Ukraine update: Grain shipments continue without Russia’s cooperation; 80% of Kyiv without power following strikes

by Chris Lange

Chris Lange, FISM News

 

An elderly Ukrainian woman was killed when a Russian missile slammed into her apartment building – one of four strikes reported by Ukrainian officials in the southern Ukrainian port city of Mykolaiv overnight, Reuters reported

“This is what the barbarian horde does,” said resident Irena Siden as she watched workers sifting through the rubble of the school where she worked as deputy director that had been decimated in the attack.

“They [the Russians] are the descendants of the barbarian horde. They stole our history and how they are trying to steal our culture,” she said.
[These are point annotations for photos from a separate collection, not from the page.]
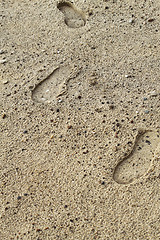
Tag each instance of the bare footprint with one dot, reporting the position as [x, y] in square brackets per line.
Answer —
[74, 18]
[52, 87]
[138, 162]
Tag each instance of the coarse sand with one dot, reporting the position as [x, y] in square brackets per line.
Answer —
[80, 119]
The Mykolaiv attacks followed a barrage of Russian air and drone strikes on multiple cities throughout Ukraine yesterday. The General Staff of the Ukrainian Armed Forces reported that Russian forces shelled infrastructure in at least six regions. Attacks on Kyiv injured 13 people and left 80% of residents without running water. 

The governor of the Kharkiv region in the northeast, Oleh Synehubov, reported that around 140,000 residents were without power after attacks there.
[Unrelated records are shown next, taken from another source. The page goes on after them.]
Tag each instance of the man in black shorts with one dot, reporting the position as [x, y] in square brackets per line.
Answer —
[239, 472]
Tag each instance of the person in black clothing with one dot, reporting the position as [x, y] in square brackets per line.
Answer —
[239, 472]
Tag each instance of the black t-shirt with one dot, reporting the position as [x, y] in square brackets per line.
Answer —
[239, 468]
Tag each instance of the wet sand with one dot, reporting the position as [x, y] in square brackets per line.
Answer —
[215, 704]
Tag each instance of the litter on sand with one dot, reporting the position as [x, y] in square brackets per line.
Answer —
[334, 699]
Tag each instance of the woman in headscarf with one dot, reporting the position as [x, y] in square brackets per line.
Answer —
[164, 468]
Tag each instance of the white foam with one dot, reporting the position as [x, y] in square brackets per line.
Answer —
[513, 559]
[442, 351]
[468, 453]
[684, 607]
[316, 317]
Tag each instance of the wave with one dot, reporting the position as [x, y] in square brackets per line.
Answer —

Russian President Vladimir Putin said at a news conference that the strikes were made in retaliation for a purported drone attack on Moscow’s Black Sea fleet in Crimea which he blamed on Ukraine, though Russin forces have relentlessly pounded civilian and infrastructure targets for weeks now. 

“That’s not all we could have done,” the Kremlin leader added. 
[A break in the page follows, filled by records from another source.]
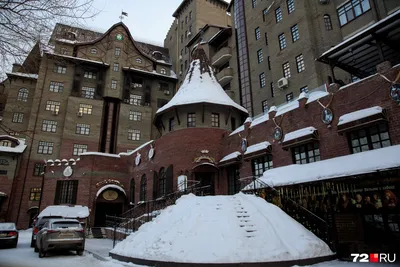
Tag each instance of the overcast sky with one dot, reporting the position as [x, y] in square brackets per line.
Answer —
[148, 20]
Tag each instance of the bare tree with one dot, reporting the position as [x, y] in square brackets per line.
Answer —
[25, 22]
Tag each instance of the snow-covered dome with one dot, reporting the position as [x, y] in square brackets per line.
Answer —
[200, 86]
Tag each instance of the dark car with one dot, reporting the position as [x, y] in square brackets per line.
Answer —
[8, 234]
[37, 226]
[61, 234]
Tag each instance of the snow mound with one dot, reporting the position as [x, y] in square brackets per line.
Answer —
[222, 229]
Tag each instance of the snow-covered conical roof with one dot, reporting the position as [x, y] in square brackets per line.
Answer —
[200, 86]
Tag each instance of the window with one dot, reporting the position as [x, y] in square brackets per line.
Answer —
[272, 89]
[135, 115]
[78, 149]
[278, 14]
[328, 23]
[260, 56]
[56, 87]
[304, 89]
[53, 105]
[214, 119]
[261, 164]
[82, 129]
[258, 33]
[134, 135]
[45, 147]
[282, 41]
[66, 192]
[352, 10]
[265, 106]
[23, 95]
[300, 63]
[38, 169]
[85, 109]
[116, 67]
[370, 138]
[49, 126]
[290, 4]
[35, 194]
[90, 74]
[60, 69]
[114, 84]
[295, 33]
[262, 80]
[289, 97]
[171, 124]
[286, 70]
[18, 117]
[306, 153]
[191, 120]
[88, 92]
[135, 100]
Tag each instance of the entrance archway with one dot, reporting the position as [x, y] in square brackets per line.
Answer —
[110, 200]
[206, 174]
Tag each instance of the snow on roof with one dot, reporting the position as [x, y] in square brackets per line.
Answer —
[257, 147]
[230, 156]
[200, 86]
[212, 229]
[108, 186]
[26, 75]
[359, 114]
[76, 211]
[299, 133]
[354, 164]
[136, 149]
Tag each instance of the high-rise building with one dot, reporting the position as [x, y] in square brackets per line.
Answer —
[190, 17]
Kyiv has not claimed responsibility for the alleged drone strike.

Moscow warns continued grain shipments ‘risky’ for Ukraine

Russia also cited the drone strike in its announcement this weekend that it would pull out of a deal entered into with the U.N., Ukraine, and Turkey in July to end a months-long blockade that held up grain exports, renewing previous fears of a global food crisis. Russia and Ukraine are the world’s two leading suppliers of food and agricultural products.

Despite the Kremlin’s pullout from the agreement, Ukraine managed to ship a massive volume of grain from its ports Monday via 12 vessels, with another three departing on Tuesday.

Amir Abdulla, the U.N. Coordinator for the Black Sea Grain Initiative, said in a statement that he “continues his discussions with all three member state parties in an effort to resume full participation at the JCC.” 

Moscow warned that continued shipments would be “risky” for Kyiv. Ukrainian President Volodymyr Zelenskyy, however, said his country will continue implementing the program, regardless of what Moscow says or does.

“We understand what we offer the world. We offer stability on the food production market,” Zelenskyy told a news conference. He has accused Russia of “blackmailing the world with hunger.”

News that Moscow was pulling out of the deal had sent global wheat prices soaring by more than 5% on Monday morning, according to Reuters.

Russians still fear draft

Russia announced this weekend that its conscription campaign had ended, but President Putin still has not formally declared an end to the draft, leaving many wary.

The Kremlin said its goal of recruiting 300,000 reservists had been met and that no more are required.  It added that Putin’s formal approval to end the mobilization is not necessary. Tens of thousands of Russian men fled the country to avoid the draft while thousands protesting the conscription were detained.